WP2: GenDAI Diagnostics – Advanced Genomics Data Processing Workflow (Lead: ICT)

The analysis and the reporting will be realised through an innovative Bioinformatics pipeline that supports the requirement of clinical diagnostics such as full reproducibility, auditing, automation, and standardisation to allow clinical validation in full compliance with applicable regulation. By integrating the components developed in other WPs, it will provide efficient analysis, annotation and classification to enable automated reporting about microbiome composition and healthy individual profiles.

WP3: GenDAI Safe & Cloud Computing Platform – Data Mgmt. & Long Term Archiving (Lead: SAP)

The GenDAI Safe & Cloud Computing Platform is designed for effective data management and long-term archiving, focusing on transparency and reproducibility. This effort encompasses developing a cloud-based infrastructure using Google Cloud services, integrating with the ENS for the assignment of PIDs to ensure traceability, and implementing dynamic, fine-grained access control policies supported by AI-based tools for policy authoring and auditing.

WP4: GenDAI Discovery – Biomarker prospection in the microbiome using Artificial Intelligence (Lead: MTU)

Focused in the development of novel AI methods for Metagenomics data Processing and Biomarkers identification, GenDAI will build and evaluate different AI models, including Random Forests, CNNs, DNNs and NLP, to pinpoint microbial components associated with IBS and potentially other diseases. GenDAI will also improve a previously established algorithm BiGAMi for feature selection in Metagenomic data, to explore its potential for biomarker identification and extraction in a custom model built by the user through split-learning.
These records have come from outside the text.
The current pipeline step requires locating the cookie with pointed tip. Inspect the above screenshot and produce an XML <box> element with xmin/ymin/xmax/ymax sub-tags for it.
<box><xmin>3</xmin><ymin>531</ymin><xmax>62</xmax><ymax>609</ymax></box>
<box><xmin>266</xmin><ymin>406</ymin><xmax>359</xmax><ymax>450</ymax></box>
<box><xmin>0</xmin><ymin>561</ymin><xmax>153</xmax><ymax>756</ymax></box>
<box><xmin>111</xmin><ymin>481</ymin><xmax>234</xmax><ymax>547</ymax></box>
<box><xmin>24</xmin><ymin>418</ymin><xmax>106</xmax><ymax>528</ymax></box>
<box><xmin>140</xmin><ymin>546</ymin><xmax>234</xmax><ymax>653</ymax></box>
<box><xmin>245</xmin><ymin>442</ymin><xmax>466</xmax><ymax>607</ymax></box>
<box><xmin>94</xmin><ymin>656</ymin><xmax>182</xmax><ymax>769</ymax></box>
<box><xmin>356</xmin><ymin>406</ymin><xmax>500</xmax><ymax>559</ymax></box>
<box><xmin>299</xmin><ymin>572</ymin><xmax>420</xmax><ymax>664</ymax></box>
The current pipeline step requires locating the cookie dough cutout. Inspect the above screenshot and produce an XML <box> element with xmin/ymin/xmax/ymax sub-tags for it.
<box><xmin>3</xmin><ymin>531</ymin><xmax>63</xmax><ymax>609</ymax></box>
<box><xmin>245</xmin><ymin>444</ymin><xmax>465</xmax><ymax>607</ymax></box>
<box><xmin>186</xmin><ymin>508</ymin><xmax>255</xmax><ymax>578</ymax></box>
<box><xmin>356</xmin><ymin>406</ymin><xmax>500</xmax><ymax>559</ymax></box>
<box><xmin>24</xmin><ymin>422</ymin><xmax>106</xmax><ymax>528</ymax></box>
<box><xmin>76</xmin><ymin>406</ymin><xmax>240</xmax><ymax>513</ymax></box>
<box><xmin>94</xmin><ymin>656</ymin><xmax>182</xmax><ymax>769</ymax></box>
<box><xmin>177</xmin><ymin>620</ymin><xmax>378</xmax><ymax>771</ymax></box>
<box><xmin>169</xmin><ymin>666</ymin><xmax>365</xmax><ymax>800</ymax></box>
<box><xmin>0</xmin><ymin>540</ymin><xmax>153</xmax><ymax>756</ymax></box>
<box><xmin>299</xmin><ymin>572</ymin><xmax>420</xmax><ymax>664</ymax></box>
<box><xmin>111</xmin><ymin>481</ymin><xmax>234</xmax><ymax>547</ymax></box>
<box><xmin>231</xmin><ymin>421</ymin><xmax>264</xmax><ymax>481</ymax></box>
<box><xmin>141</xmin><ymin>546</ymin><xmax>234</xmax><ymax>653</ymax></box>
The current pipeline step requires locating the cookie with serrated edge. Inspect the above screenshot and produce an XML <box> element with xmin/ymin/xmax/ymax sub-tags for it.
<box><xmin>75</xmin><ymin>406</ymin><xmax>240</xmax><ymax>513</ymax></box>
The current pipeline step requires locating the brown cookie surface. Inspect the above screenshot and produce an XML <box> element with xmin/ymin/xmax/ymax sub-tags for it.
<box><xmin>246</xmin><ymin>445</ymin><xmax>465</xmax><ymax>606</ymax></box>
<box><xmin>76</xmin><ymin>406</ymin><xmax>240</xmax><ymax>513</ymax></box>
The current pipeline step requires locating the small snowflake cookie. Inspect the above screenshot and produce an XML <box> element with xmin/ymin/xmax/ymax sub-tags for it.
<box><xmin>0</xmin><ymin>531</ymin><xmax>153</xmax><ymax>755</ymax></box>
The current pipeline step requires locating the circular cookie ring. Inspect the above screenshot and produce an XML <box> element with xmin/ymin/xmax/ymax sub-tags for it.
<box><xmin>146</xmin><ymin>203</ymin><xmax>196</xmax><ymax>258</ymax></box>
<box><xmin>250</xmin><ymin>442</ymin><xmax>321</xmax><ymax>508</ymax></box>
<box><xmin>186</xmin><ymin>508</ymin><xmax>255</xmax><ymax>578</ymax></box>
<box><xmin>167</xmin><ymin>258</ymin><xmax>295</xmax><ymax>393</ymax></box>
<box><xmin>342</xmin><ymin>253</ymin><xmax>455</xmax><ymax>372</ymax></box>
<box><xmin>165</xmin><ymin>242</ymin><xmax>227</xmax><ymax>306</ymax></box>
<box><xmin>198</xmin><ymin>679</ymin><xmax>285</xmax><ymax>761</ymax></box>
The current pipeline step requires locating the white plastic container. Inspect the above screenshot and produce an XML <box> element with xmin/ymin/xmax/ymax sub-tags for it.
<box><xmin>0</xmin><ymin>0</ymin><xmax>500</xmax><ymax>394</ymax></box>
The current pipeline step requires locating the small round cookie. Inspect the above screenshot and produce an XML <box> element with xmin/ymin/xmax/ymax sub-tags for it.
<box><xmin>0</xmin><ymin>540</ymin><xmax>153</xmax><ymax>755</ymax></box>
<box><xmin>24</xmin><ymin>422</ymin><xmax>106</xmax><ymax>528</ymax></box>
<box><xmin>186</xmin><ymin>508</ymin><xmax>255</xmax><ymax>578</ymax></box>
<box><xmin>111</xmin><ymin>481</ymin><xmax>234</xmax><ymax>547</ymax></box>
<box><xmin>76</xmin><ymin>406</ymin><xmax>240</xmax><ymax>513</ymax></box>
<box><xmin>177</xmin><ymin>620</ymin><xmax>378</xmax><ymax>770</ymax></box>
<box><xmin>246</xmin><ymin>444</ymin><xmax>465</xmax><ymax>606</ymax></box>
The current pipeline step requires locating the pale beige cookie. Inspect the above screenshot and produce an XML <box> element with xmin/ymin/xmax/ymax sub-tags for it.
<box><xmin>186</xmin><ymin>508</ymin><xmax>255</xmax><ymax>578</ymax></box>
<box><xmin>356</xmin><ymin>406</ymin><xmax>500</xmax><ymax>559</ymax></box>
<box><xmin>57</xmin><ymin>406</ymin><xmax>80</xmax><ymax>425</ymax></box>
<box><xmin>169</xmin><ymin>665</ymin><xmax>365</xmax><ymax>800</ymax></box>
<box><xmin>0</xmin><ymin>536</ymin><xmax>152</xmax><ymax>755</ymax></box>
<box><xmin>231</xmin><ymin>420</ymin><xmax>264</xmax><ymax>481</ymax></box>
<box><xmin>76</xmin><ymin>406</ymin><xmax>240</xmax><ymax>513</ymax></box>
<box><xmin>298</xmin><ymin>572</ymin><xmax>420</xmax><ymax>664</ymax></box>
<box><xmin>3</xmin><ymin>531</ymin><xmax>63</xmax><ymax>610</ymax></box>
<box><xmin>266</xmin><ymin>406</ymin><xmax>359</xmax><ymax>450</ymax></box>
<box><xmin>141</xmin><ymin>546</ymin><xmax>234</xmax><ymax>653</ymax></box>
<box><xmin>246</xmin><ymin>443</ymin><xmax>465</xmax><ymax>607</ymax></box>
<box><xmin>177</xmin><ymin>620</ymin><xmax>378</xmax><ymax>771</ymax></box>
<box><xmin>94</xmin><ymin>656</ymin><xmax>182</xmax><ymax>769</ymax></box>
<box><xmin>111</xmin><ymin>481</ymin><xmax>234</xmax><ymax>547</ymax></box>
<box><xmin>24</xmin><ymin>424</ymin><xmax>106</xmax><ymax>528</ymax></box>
WP5: GenDAI Interactive Reporting – Visual Data Analysis (Lead: UNIBA)

Through the visualisation of data produced by sequencing processes, GenDAI addresses several needs: 1) visualising the partial computation of the data in the cases where such computation goes beyond the perceived loss of interaction; 2) provide patients with interactive visualisations to improve the understandability of analysis result; 3) provide domain experts with advanced visual tools to perform comparison among different analysis and understand the available data.

WP6: Piloting and Validation (Lead: FTK)

Focused on an iterative process of deploying, evaluating, and refining prototypes for sample processing, classification, reporting and archiving. Feedback from clinical end users, including laboratory staff and pathologists at IMB, is integral to this cycle. Their insights guide the continuous improvement of each component, ensuring the final prototype is thoroughly validated and tailored to meet real-world clinical requirements.

WP7: Project Management (Lead: FTK)

Management of all aspects of the GenDAI project from an EC Grant Agreement enforcement standpoint and partners performance and satisfaction perspectives.

WP8: Dissemination, Communication & Exploitation (Lead: ICT)

Detailed programming and execution of the actions contained in the Dissemination, Communication and Exploitation Plan, aimed at maximising the scientific, social and economic impacts after project timeline and exploring and designing paths to exploitation and adoption of project outputs by healthcare services markets.

WP9: Ethics requirements (Lead: FTK)

This work package sets out the ‘ethics requirements’ that the project must comply with.